Sunday, December 22, 2013

Clea, by Lawrence Durrell

Iconic E-Books from Open Road Media
Originally published by Faber Publishing, 1960

Clea is the fourth and final volume in Lawrence Durrell's series of novels known as the Alexandria Quartet.  The first three books, Justine, Balthazar, and Mountolive, tell the same intricate and fascinating story from three different points of view.  In Clea, set seven years later, we get to see what's happened to the characters in subsequent years.  Darley, the narrator of the first book, returns to Alexandria at the end of World War II, and reconnects with all the major figures from the earlier novels.  He begins an affair with Clea, who was a more shadowy presence in the earlier books, but turns out to be one of the most interesting of all the characters.

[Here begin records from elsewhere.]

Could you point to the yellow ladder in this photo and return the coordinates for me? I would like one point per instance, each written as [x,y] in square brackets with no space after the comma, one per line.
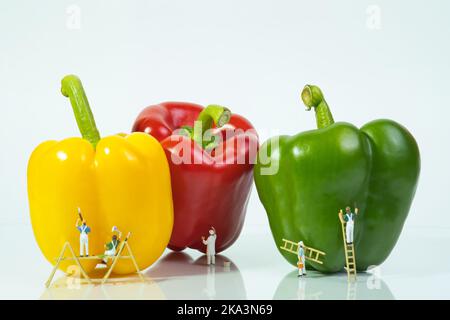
[349,249]
[311,254]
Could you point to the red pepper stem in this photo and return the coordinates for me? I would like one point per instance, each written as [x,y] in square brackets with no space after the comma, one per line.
[212,114]
[72,88]
[313,98]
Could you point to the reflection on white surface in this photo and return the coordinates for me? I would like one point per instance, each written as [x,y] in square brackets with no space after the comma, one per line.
[181,277]
[316,286]
[176,276]
[123,288]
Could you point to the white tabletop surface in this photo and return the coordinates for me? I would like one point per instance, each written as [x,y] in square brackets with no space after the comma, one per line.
[418,268]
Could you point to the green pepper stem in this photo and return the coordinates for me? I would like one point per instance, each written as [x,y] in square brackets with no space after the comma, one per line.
[72,88]
[212,114]
[313,98]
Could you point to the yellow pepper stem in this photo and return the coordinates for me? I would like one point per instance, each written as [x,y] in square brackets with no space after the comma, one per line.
[72,88]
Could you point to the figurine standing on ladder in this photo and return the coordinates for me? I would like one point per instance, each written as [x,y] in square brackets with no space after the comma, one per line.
[301,259]
[111,247]
[210,244]
[349,219]
[84,230]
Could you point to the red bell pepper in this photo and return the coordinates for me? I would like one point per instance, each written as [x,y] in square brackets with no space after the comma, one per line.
[210,181]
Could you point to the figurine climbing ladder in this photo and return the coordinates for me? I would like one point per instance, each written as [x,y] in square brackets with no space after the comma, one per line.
[311,254]
[349,249]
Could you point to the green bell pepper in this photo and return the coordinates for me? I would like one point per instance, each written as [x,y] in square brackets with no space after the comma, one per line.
[323,170]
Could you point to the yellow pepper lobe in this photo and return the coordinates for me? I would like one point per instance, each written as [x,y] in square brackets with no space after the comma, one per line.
[125,182]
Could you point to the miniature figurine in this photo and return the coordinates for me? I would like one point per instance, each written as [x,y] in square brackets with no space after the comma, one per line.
[111,247]
[84,230]
[349,219]
[301,259]
[210,244]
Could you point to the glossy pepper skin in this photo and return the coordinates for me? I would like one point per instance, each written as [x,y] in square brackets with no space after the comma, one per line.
[206,192]
[119,180]
[321,171]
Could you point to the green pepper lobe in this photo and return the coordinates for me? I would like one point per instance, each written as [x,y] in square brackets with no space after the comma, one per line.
[334,166]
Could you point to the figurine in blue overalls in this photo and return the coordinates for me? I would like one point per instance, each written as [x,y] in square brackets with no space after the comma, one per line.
[349,219]
[84,231]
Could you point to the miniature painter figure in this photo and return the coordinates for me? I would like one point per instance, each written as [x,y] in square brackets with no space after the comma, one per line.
[301,259]
[111,247]
[349,219]
[210,244]
[84,230]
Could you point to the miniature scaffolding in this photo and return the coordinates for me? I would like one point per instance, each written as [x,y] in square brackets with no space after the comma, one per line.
[119,255]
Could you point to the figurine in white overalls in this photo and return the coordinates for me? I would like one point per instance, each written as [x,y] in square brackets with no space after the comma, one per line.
[84,239]
[210,244]
[301,264]
[349,219]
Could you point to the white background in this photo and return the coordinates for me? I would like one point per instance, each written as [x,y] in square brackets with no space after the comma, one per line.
[372,59]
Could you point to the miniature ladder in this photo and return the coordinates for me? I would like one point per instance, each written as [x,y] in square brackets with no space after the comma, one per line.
[349,249]
[311,254]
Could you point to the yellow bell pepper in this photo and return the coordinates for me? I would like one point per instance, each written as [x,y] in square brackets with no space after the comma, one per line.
[119,180]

This is such a wonderful series of novels.  I read the first three many years ago, sometime during the 1980s, and don't really know why it's taken me so long to get to this final book.  In many ways, it's very different from the others, but the gorgeous, lyrical writing is the same.  The Quartet is just a truly rewarding reading experience.

Sample passage (these are the book's opening lines):
The oranges were more plentiful than usual that year. They glowed in their arbours of burnished green leaf like lanterns, flickering up there among the sunny woods. It was as if they were eager to celebrate our departure from the little island -- for at last the long-awaited message from Nessim had come, like a summons back to the Underworld. A message which was to draw me back inexorably to the one city which for me always hovered between illusion and reality, between the substance and the poetic images which its very name aroused in me.... Alexandria, the capital of memory!